High "High side" pressure IE fans not on
So check your pressures at idle, and say 2000 or 3000 rpm.
Also you check idle speed with A/C on.


----------



## Guro305 (Dec 16, 2007)

IanH said:


> Are your Fans on ??
> This could be both too much freon and too little freon
> If The freon pressure low side is too high at idle, too much Freon.
> too little freon will cause poor cooling.
> ...


Yes, both fans are running. Also, how do I check the pressure at any rpms? Sorry, I forgot to mention I don't have a manual tranny.


----------



## IanH (Feb 11, 2003)

To check the pressure, low and high, you need a gauge set for 134a system. This has the quick release connections to the ports.
When working with any refrigerant you must wear safety glasses / goggles, and at least gloves. ( long sleeve shirt and long pants as well)
If this gets on you, and it happens, it will freeze the flesh or eye causing severe damage not to mention blindness and pain.
I have been working on my A/C for many years and cars and never got freon on me till last weekend, without the leather gloves I would have had a bad problem. the fitting worked lose while refilling.
To add freon the first time you should bleed the air out of the low and high sides and the yellow freon / vacuum line.
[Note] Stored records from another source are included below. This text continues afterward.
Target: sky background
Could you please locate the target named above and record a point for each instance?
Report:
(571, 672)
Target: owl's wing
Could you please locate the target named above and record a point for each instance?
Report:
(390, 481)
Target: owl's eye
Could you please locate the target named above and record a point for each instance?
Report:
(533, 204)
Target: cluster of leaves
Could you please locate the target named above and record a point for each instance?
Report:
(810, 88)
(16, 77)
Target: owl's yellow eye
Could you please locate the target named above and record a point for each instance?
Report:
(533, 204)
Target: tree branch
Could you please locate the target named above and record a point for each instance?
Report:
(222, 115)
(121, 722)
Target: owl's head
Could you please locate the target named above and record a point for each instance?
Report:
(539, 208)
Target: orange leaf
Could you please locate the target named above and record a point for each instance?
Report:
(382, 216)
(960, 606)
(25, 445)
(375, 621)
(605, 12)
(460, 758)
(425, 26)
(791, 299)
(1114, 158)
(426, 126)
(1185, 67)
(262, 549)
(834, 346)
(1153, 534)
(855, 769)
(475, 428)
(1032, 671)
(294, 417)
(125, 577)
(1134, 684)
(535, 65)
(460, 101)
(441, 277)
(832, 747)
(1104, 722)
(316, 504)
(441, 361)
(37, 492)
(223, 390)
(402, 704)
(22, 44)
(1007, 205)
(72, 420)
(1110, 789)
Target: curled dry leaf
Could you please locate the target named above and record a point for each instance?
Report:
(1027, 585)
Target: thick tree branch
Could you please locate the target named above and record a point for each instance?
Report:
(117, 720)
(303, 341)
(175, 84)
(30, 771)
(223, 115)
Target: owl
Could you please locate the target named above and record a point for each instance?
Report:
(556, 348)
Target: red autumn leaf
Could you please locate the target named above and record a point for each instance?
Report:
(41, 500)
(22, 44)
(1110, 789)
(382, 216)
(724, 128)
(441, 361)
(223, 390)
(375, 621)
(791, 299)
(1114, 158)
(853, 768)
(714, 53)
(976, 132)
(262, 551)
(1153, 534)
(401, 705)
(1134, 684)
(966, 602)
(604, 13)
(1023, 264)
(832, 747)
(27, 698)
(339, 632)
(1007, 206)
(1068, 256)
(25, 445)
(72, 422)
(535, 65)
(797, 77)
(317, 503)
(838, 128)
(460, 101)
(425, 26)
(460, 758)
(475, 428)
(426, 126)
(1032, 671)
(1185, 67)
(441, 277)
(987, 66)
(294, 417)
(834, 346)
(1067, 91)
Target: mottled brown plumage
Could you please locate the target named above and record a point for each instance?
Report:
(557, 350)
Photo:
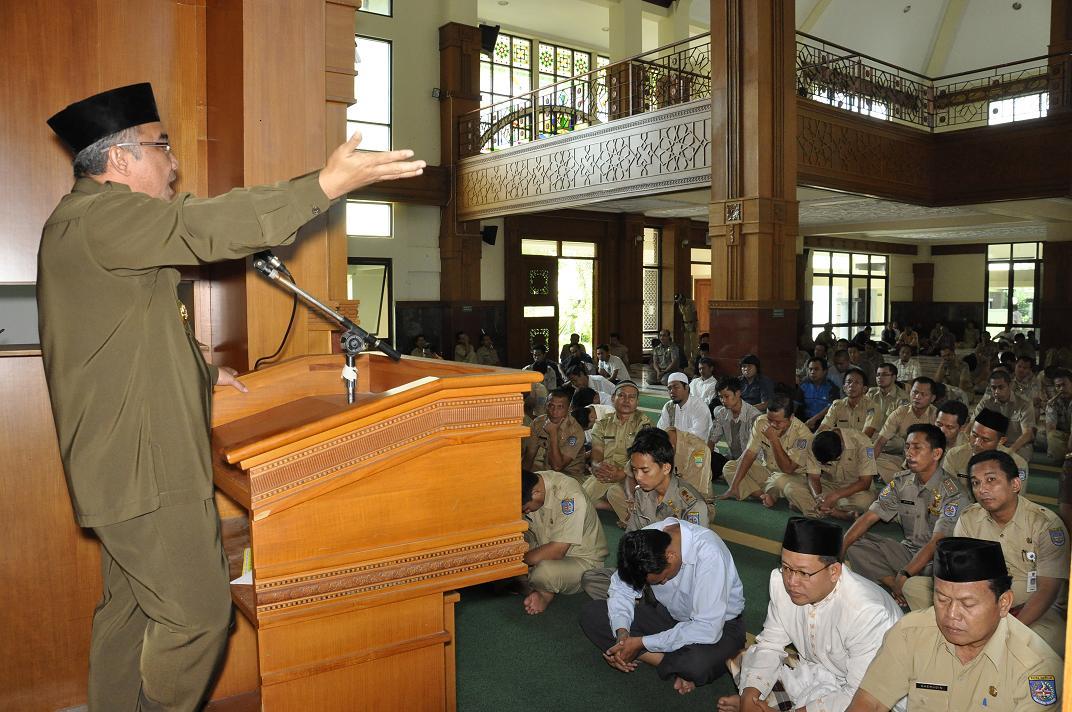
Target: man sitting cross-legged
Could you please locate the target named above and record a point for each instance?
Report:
(565, 537)
(675, 603)
(655, 492)
(843, 489)
(926, 502)
(835, 620)
(779, 445)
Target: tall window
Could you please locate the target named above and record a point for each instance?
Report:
(848, 291)
(371, 114)
(1012, 286)
(650, 283)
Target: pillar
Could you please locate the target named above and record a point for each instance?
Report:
(754, 210)
(460, 84)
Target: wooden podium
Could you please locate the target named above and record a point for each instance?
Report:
(362, 520)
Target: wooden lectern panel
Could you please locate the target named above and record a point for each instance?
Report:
(362, 518)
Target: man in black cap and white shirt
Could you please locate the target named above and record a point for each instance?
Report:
(835, 620)
(131, 392)
(966, 652)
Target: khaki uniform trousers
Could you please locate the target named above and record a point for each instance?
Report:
(557, 576)
(757, 480)
(161, 627)
(614, 493)
(799, 494)
(1050, 626)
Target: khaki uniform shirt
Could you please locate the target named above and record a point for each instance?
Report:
(1020, 412)
(1035, 543)
(570, 444)
(682, 501)
(857, 460)
(887, 403)
(955, 463)
(130, 390)
(899, 420)
(924, 509)
(568, 517)
(797, 442)
(843, 415)
(615, 436)
(1059, 413)
(1015, 670)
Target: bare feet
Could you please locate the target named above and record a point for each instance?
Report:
(537, 602)
(729, 703)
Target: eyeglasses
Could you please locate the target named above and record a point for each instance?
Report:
(790, 573)
(155, 144)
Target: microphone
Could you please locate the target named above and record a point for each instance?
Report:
(269, 260)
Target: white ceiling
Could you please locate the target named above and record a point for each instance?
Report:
(933, 36)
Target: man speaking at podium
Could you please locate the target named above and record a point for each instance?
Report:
(131, 394)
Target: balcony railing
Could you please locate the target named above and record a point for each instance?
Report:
(845, 78)
(670, 75)
(825, 72)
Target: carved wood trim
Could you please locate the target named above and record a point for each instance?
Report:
(345, 453)
(278, 594)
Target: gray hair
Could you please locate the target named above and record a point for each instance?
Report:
(93, 159)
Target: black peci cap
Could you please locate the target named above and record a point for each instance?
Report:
(102, 115)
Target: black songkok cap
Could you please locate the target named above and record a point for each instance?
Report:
(813, 536)
(102, 115)
(993, 419)
(964, 560)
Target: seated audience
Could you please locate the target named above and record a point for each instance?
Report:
(888, 395)
(684, 412)
(756, 388)
(1020, 412)
(556, 440)
(463, 350)
(702, 387)
(890, 444)
(966, 650)
(1059, 416)
(580, 377)
(819, 392)
(855, 411)
(611, 438)
(610, 366)
(655, 492)
(730, 423)
(565, 537)
(695, 623)
(619, 349)
(779, 445)
(842, 488)
(925, 501)
(666, 359)
(1032, 538)
(833, 618)
(987, 434)
(486, 354)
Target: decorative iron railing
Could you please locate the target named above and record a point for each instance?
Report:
(825, 72)
(670, 75)
(848, 79)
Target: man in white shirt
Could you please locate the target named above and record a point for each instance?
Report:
(835, 620)
(730, 423)
(695, 622)
(702, 387)
(610, 366)
(581, 379)
(682, 411)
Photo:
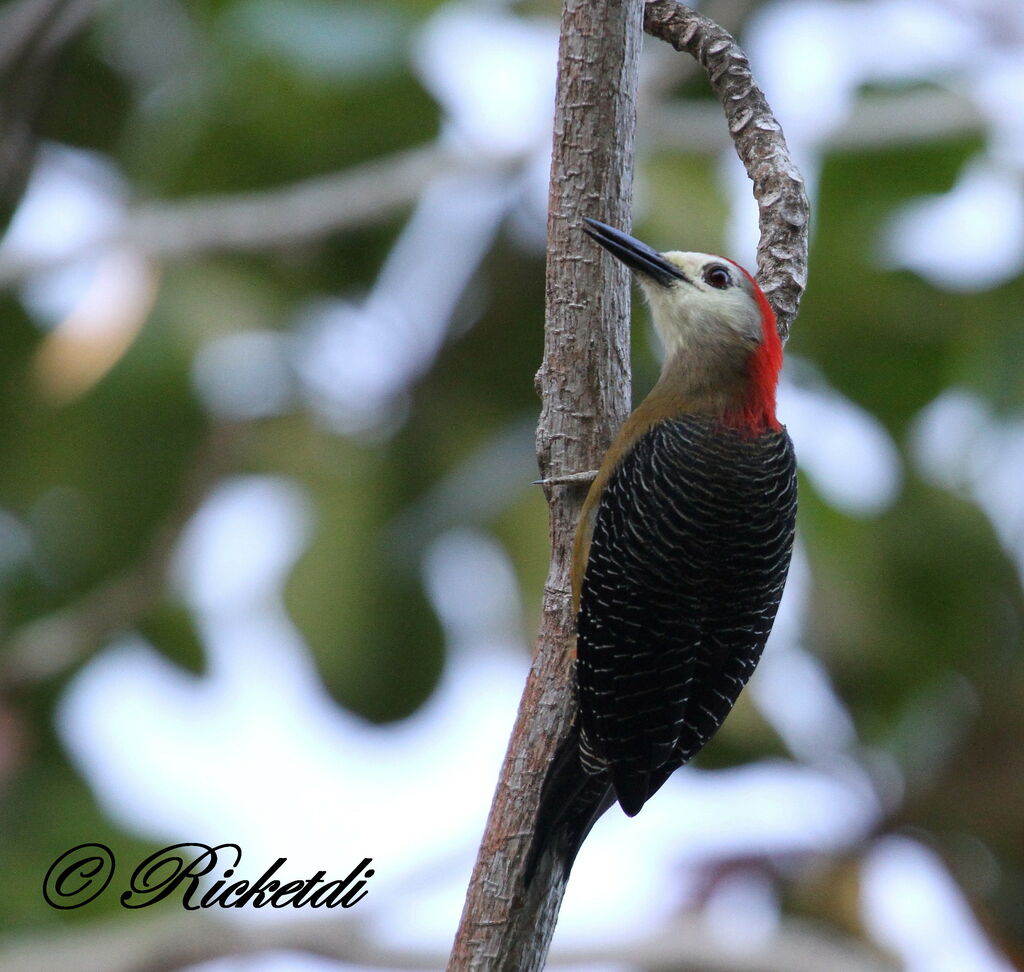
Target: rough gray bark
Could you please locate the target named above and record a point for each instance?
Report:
(778, 187)
(585, 384)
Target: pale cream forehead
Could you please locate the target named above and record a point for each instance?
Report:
(692, 265)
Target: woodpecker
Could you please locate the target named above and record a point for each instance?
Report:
(682, 549)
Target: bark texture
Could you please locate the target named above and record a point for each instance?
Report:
(585, 384)
(778, 187)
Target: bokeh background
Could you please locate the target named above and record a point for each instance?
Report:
(270, 560)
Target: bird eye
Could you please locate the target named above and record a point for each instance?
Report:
(718, 277)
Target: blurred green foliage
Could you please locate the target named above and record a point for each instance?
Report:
(904, 604)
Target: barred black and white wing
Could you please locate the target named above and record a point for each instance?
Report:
(690, 549)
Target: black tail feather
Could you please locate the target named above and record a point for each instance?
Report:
(571, 801)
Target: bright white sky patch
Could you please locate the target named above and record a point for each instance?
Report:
(495, 76)
(356, 358)
(912, 906)
(969, 239)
Air and moisture in the system are bad.
connect to both ports, read pressure and speed up the engine.
note how the low side pressure drops as rpm increase, the compressor is pumping the low side gas, when it reaches the low side pressure switch setting the compressor cuts out.
This same switch stops the compressor from running when the freon is low or gone.
the pressure rises and then the switch re-engages, the compressor re-starts.
If you replace any component or O ring seal you must vacuum the system before re-filling.
Replacing the dryer is always recommended (or preferred,) particularly with the poor vacuum pump the shops use and the limited pump time.

One further word of warning, watch the high side pressure, some systems have a high side safety blow off valve, not sure they all do though.
you can use a hose on the condenser to bring it down fast if you have too.
(a blockage or restricted filter or expansion valve will cause this)
I hope this helps sorry if its long !!!


----------